I would check to see if the chain guide is feeding the chain on so that it is centered on the sprocket. I have seen the chain guide lugs on the swing arm bent or not welded on correctly to begin with.
Look/sight down the bottom side of the rear sprocket and see if it is centered in the guide.
 
Tie a long line of some sort around the rear tire in back and hold the lines while standing in front and sighting down them. You want to keep the line just touching the back and front of the sidewall (or a 2x4 etc...). See how the front lines up.

Your issue though is rear sprocket and countershaft so I'd see how the sprockets align with a straightedge. Could be adjuster marks are off and then the guide.
 
Motion Pro makes an effective and inexpensive alignment tool. Works great and very simple. Adjust your chain tension and wheel alignment as normal, putting the axle nut on hand-tight. Then attach the MP tool and kneeling behind the spocket side of rear wheel make micro-adjustments to the axle blocks until the Rear & CS sprockets are perfectly aligned.

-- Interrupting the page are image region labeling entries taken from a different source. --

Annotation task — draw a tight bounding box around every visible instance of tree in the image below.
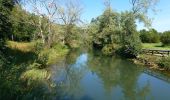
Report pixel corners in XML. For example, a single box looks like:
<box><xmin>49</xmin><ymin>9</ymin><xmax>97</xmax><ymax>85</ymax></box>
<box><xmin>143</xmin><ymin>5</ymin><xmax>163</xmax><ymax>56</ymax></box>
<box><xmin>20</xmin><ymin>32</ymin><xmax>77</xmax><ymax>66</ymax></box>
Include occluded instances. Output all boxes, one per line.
<box><xmin>140</xmin><ymin>29</ymin><xmax>160</xmax><ymax>43</ymax></box>
<box><xmin>119</xmin><ymin>12</ymin><xmax>141</xmax><ymax>58</ymax></box>
<box><xmin>0</xmin><ymin>0</ymin><xmax>14</xmax><ymax>47</ymax></box>
<box><xmin>10</xmin><ymin>5</ymin><xmax>37</xmax><ymax>41</ymax></box>
<box><xmin>58</xmin><ymin>0</ymin><xmax>82</xmax><ymax>46</ymax></box>
<box><xmin>129</xmin><ymin>0</ymin><xmax>159</xmax><ymax>27</ymax></box>
<box><xmin>161</xmin><ymin>31</ymin><xmax>170</xmax><ymax>45</ymax></box>
<box><xmin>23</xmin><ymin>0</ymin><xmax>58</xmax><ymax>47</ymax></box>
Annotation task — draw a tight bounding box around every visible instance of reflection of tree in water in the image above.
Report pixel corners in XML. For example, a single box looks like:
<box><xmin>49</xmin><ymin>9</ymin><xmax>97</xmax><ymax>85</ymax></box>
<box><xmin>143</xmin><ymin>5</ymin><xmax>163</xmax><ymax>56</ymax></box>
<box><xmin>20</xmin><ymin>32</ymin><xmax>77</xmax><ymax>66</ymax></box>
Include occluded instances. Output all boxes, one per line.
<box><xmin>54</xmin><ymin>51</ymin><xmax>87</xmax><ymax>99</ymax></box>
<box><xmin>119</xmin><ymin>61</ymin><xmax>150</xmax><ymax>100</ymax></box>
<box><xmin>88</xmin><ymin>52</ymin><xmax>150</xmax><ymax>100</ymax></box>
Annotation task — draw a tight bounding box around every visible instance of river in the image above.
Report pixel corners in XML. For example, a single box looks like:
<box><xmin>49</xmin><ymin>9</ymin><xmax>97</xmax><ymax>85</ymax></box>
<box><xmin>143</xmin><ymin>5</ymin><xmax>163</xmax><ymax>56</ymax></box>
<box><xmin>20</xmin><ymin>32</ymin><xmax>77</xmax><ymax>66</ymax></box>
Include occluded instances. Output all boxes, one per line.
<box><xmin>1</xmin><ymin>50</ymin><xmax>170</xmax><ymax>100</ymax></box>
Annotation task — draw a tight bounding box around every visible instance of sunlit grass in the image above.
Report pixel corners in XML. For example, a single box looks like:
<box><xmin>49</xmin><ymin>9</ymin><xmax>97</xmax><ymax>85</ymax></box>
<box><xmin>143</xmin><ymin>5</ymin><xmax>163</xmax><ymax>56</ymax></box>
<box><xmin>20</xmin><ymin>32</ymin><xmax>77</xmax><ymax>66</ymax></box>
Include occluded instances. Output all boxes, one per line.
<box><xmin>6</xmin><ymin>41</ymin><xmax>35</xmax><ymax>52</ymax></box>
<box><xmin>20</xmin><ymin>68</ymin><xmax>50</xmax><ymax>84</ymax></box>
<box><xmin>41</xmin><ymin>44</ymin><xmax>69</xmax><ymax>65</ymax></box>
<box><xmin>142</xmin><ymin>43</ymin><xmax>170</xmax><ymax>50</ymax></box>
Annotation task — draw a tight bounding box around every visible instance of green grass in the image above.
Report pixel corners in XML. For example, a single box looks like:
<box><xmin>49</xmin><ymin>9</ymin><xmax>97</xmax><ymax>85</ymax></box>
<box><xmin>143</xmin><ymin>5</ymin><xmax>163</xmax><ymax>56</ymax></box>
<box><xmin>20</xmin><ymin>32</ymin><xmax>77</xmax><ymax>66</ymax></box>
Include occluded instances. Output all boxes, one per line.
<box><xmin>6</xmin><ymin>41</ymin><xmax>35</xmax><ymax>52</ymax></box>
<box><xmin>40</xmin><ymin>44</ymin><xmax>69</xmax><ymax>65</ymax></box>
<box><xmin>142</xmin><ymin>43</ymin><xmax>170</xmax><ymax>50</ymax></box>
<box><xmin>20</xmin><ymin>69</ymin><xmax>50</xmax><ymax>84</ymax></box>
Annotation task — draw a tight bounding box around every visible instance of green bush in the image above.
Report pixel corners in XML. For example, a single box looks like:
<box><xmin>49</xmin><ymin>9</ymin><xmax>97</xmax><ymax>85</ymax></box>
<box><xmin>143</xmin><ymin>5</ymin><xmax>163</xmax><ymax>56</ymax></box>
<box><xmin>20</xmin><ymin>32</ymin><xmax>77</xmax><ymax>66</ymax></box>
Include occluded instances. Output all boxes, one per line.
<box><xmin>161</xmin><ymin>31</ymin><xmax>170</xmax><ymax>45</ymax></box>
<box><xmin>140</xmin><ymin>29</ymin><xmax>160</xmax><ymax>43</ymax></box>
<box><xmin>158</xmin><ymin>57</ymin><xmax>170</xmax><ymax>70</ymax></box>
<box><xmin>118</xmin><ymin>33</ymin><xmax>142</xmax><ymax>58</ymax></box>
<box><xmin>102</xmin><ymin>44</ymin><xmax>118</xmax><ymax>55</ymax></box>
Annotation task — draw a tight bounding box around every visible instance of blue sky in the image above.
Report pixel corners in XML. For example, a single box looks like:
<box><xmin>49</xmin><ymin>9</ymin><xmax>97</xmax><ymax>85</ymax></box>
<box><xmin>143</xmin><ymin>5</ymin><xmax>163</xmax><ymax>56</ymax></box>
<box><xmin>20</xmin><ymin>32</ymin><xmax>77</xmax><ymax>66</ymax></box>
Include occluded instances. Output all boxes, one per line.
<box><xmin>82</xmin><ymin>0</ymin><xmax>170</xmax><ymax>32</ymax></box>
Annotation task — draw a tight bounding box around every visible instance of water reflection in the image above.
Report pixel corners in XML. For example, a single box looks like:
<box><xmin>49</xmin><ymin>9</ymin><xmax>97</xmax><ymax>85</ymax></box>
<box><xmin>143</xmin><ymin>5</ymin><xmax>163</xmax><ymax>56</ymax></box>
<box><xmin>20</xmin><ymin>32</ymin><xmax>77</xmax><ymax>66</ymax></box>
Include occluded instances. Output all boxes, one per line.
<box><xmin>52</xmin><ymin>50</ymin><xmax>170</xmax><ymax>100</ymax></box>
<box><xmin>0</xmin><ymin>50</ymin><xmax>170</xmax><ymax>100</ymax></box>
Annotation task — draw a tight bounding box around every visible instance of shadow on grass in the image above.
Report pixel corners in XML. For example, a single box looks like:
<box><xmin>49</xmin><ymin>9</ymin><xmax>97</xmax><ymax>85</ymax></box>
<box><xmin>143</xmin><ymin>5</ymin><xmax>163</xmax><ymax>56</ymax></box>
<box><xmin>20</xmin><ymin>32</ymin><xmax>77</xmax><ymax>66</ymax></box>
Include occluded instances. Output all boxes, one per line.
<box><xmin>5</xmin><ymin>48</ymin><xmax>37</xmax><ymax>65</ymax></box>
<box><xmin>0</xmin><ymin>48</ymin><xmax>37</xmax><ymax>100</ymax></box>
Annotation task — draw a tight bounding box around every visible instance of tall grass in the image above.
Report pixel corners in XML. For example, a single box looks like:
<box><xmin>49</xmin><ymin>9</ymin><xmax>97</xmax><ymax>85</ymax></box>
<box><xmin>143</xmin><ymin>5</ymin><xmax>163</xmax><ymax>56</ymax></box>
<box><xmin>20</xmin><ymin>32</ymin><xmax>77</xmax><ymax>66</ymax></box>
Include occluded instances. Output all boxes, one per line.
<box><xmin>20</xmin><ymin>68</ymin><xmax>50</xmax><ymax>85</ymax></box>
<box><xmin>142</xmin><ymin>43</ymin><xmax>170</xmax><ymax>50</ymax></box>
<box><xmin>6</xmin><ymin>41</ymin><xmax>35</xmax><ymax>52</ymax></box>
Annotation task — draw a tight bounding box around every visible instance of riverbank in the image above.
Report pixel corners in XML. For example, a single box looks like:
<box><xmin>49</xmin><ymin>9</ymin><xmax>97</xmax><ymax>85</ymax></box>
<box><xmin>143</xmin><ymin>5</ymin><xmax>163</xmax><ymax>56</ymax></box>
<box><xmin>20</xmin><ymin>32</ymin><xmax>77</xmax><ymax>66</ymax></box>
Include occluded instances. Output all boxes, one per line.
<box><xmin>133</xmin><ymin>54</ymin><xmax>170</xmax><ymax>73</ymax></box>
<box><xmin>0</xmin><ymin>41</ymin><xmax>69</xmax><ymax>100</ymax></box>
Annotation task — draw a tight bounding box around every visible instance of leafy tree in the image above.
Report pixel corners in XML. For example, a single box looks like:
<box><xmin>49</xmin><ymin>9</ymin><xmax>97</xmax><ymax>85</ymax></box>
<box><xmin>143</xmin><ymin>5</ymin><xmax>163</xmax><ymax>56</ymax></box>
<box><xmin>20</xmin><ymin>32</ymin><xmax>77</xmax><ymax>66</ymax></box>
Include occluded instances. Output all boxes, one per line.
<box><xmin>11</xmin><ymin>5</ymin><xmax>37</xmax><ymax>41</ymax></box>
<box><xmin>0</xmin><ymin>0</ymin><xmax>14</xmax><ymax>47</ymax></box>
<box><xmin>161</xmin><ymin>31</ymin><xmax>170</xmax><ymax>45</ymax></box>
<box><xmin>119</xmin><ymin>12</ymin><xmax>141</xmax><ymax>58</ymax></box>
<box><xmin>140</xmin><ymin>29</ymin><xmax>160</xmax><ymax>43</ymax></box>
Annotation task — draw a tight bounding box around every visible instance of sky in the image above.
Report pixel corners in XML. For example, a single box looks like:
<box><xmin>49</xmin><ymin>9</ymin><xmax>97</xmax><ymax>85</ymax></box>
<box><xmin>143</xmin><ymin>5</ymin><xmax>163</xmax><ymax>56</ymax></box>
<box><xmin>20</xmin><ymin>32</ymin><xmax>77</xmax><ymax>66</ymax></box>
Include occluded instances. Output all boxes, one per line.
<box><xmin>81</xmin><ymin>0</ymin><xmax>170</xmax><ymax>32</ymax></box>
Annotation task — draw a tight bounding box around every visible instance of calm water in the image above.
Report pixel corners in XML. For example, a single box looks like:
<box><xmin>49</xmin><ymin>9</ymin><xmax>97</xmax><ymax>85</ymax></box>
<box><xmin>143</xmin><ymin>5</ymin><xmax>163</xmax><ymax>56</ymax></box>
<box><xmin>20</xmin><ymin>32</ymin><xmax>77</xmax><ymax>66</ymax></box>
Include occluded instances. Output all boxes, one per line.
<box><xmin>0</xmin><ymin>50</ymin><xmax>170</xmax><ymax>100</ymax></box>
<box><xmin>47</xmin><ymin>52</ymin><xmax>170</xmax><ymax>100</ymax></box>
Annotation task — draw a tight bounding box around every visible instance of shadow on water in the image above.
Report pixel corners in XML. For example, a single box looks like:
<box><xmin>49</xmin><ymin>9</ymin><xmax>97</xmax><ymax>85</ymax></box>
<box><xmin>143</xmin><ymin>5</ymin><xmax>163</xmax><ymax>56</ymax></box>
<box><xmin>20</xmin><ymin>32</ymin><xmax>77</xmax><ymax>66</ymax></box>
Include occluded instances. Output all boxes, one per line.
<box><xmin>0</xmin><ymin>49</ymin><xmax>170</xmax><ymax>100</ymax></box>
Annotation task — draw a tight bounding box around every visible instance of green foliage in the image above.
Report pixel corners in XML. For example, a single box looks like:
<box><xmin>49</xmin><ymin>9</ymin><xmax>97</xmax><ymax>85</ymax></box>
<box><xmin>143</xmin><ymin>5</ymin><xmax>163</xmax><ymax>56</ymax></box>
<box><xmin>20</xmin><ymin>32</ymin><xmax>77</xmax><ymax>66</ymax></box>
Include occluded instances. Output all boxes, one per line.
<box><xmin>90</xmin><ymin>9</ymin><xmax>141</xmax><ymax>57</ymax></box>
<box><xmin>119</xmin><ymin>30</ymin><xmax>142</xmax><ymax>58</ymax></box>
<box><xmin>20</xmin><ymin>68</ymin><xmax>50</xmax><ymax>85</ymax></box>
<box><xmin>102</xmin><ymin>44</ymin><xmax>119</xmax><ymax>55</ymax></box>
<box><xmin>161</xmin><ymin>31</ymin><xmax>170</xmax><ymax>45</ymax></box>
<box><xmin>140</xmin><ymin>29</ymin><xmax>160</xmax><ymax>43</ymax></box>
<box><xmin>10</xmin><ymin>5</ymin><xmax>37</xmax><ymax>41</ymax></box>
<box><xmin>0</xmin><ymin>0</ymin><xmax>14</xmax><ymax>48</ymax></box>
<box><xmin>158</xmin><ymin>57</ymin><xmax>170</xmax><ymax>70</ymax></box>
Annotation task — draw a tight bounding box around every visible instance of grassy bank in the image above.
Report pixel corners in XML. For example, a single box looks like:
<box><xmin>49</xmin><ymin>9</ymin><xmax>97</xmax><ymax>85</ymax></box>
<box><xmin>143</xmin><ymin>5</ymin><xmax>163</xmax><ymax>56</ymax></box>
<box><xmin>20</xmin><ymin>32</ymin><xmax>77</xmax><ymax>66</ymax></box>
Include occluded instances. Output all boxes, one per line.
<box><xmin>6</xmin><ymin>41</ymin><xmax>36</xmax><ymax>52</ymax></box>
<box><xmin>134</xmin><ymin>43</ymin><xmax>170</xmax><ymax>73</ymax></box>
<box><xmin>142</xmin><ymin>43</ymin><xmax>170</xmax><ymax>50</ymax></box>
<box><xmin>6</xmin><ymin>41</ymin><xmax>69</xmax><ymax>89</ymax></box>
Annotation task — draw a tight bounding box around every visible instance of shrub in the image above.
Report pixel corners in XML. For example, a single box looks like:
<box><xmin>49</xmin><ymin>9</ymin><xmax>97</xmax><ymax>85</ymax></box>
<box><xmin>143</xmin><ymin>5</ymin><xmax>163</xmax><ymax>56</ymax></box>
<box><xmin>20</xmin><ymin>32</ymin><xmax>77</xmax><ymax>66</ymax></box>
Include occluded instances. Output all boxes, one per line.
<box><xmin>102</xmin><ymin>44</ymin><xmax>118</xmax><ymax>55</ymax></box>
<box><xmin>140</xmin><ymin>29</ymin><xmax>160</xmax><ymax>43</ymax></box>
<box><xmin>118</xmin><ymin>33</ymin><xmax>142</xmax><ymax>58</ymax></box>
<box><xmin>158</xmin><ymin>57</ymin><xmax>170</xmax><ymax>70</ymax></box>
<box><xmin>161</xmin><ymin>31</ymin><xmax>170</xmax><ymax>45</ymax></box>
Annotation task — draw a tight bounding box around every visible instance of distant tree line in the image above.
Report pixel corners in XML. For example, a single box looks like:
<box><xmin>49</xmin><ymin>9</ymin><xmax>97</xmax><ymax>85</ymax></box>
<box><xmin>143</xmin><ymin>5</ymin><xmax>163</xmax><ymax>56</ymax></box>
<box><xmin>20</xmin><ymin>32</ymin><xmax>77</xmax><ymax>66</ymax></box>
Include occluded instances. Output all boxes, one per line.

Unfortunately the swingarm & axle block reference marks simply aren't accurate enough to align the sprockets reliably - most will get you in the ballpark but your driveline components will last much longer and your bike will perform better if you take the time to do it properly.

As Excuvator mentioned, make sure your lower chain guide (that guides chain onto rear sprocket) isn't excessively worn of has been bumped out of alignment. If still using the OEM chain guide replacing it with one made by TM Designworks is a great upgrade. Good luck.

image.jpg
 
Motion Pro makes an effective and inexpensive alignment tool. Works great and very simple. Adjust your chain tension and wheel alignment as normal, putting the axle nut on hand-tight. Then attach the MP tool and kneeling behind the spocket side of rear wheel make micro-adjustments to the axle blocks until the Rear & CS sprockets are perfectly aligned.

Unfortunately the swingarm & axle block reference marks simply aren't accurate enough to align the sprockets reliably - most will get you in the ballpark but your driveline components will last much longer and your bike will perform better if you take the time to do it properly.

As Excuvator mentioned, make sure your lower chain guide (that guides chain onto rear sprocket) isn't excessively worn of has been bumped out of alignment. If still using the OEM chain guide replacing it with one made by TM Designworks is a great upgrade. Good luck.

View attachment 45535

I have the same tool, works great and is less than $20. Highly recommend it.